I joined a fitness center.

I know, I’ve allowed myself to be talked into the deluxe package.  I’ve allowed myself to be talked into sessions with a personal trainer.  I know I’m probably being taken for a ride.

Cynicism is what I do best.  Along with beating myself up with guilt.

On the other hand, this could possibly be the smartest thing I’ve done for myself in a very long time.  I hope I survive the guilt of spending money on myself for what seems to be a gamble.

I need to see it as an investment in my health and well being.  I need to stop listening to the other messages in my head.  The little gnomes that hobble around on knarled feet and cackle that this is just something else I will fail at.

I hope to honestly record my ups and downs along this journey to a better, more fully inhabited life.  You may be inspired.  You may laugh.
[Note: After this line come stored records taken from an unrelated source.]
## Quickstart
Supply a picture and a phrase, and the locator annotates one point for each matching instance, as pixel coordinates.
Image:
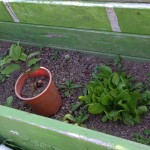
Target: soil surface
(34, 86)
(77, 67)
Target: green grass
(4, 15)
(64, 16)
(134, 20)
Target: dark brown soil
(34, 86)
(78, 69)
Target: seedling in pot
(68, 86)
(9, 101)
(14, 61)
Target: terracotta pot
(46, 103)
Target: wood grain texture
(39, 133)
(98, 42)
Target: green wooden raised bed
(101, 28)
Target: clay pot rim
(32, 98)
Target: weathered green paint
(39, 133)
(4, 15)
(64, 16)
(134, 20)
(109, 43)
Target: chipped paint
(70, 134)
(10, 11)
(113, 19)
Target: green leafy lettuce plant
(113, 95)
(143, 138)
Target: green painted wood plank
(108, 43)
(64, 16)
(39, 133)
(4, 15)
(134, 20)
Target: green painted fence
(95, 27)
(98, 42)
(39, 133)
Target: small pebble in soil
(34, 86)
(67, 57)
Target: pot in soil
(48, 101)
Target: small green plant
(113, 95)
(78, 120)
(143, 138)
(9, 101)
(13, 61)
(68, 86)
I may be on just a lonely quest, just one desperate woman trying to find some hope and success in an area where failure and disappointment have been my only nurishment thus far.

Today I had a fitness assessment.

I met with my new “friend” : the personal trainer and nutrition consultant.  He’s a cute young thing.  He shall remain anonymous.  He seems every excited to help me transform.  He thinks I should track calories and eat more protein.  Sounds reasonable.  He also said I should switch to fat-free cheese.  I told him that’s like drinking non-alcholic beer:  WHAT’s the point!!???  Geez, I’m from Wisconsin.  We eat REAL CHEESE here!

I’ll try.  I’m not as excited as he is.  He obviously doesn’t have the decade of baggage of failure and the numerous decades of fighting extra poundage that I do.  It’s really and literally weighing me down.

I am, however, the kind of person that with even a shred of encouragement, can bounce up to optimistic quickly.

I’m hoping for a high protein kind of day!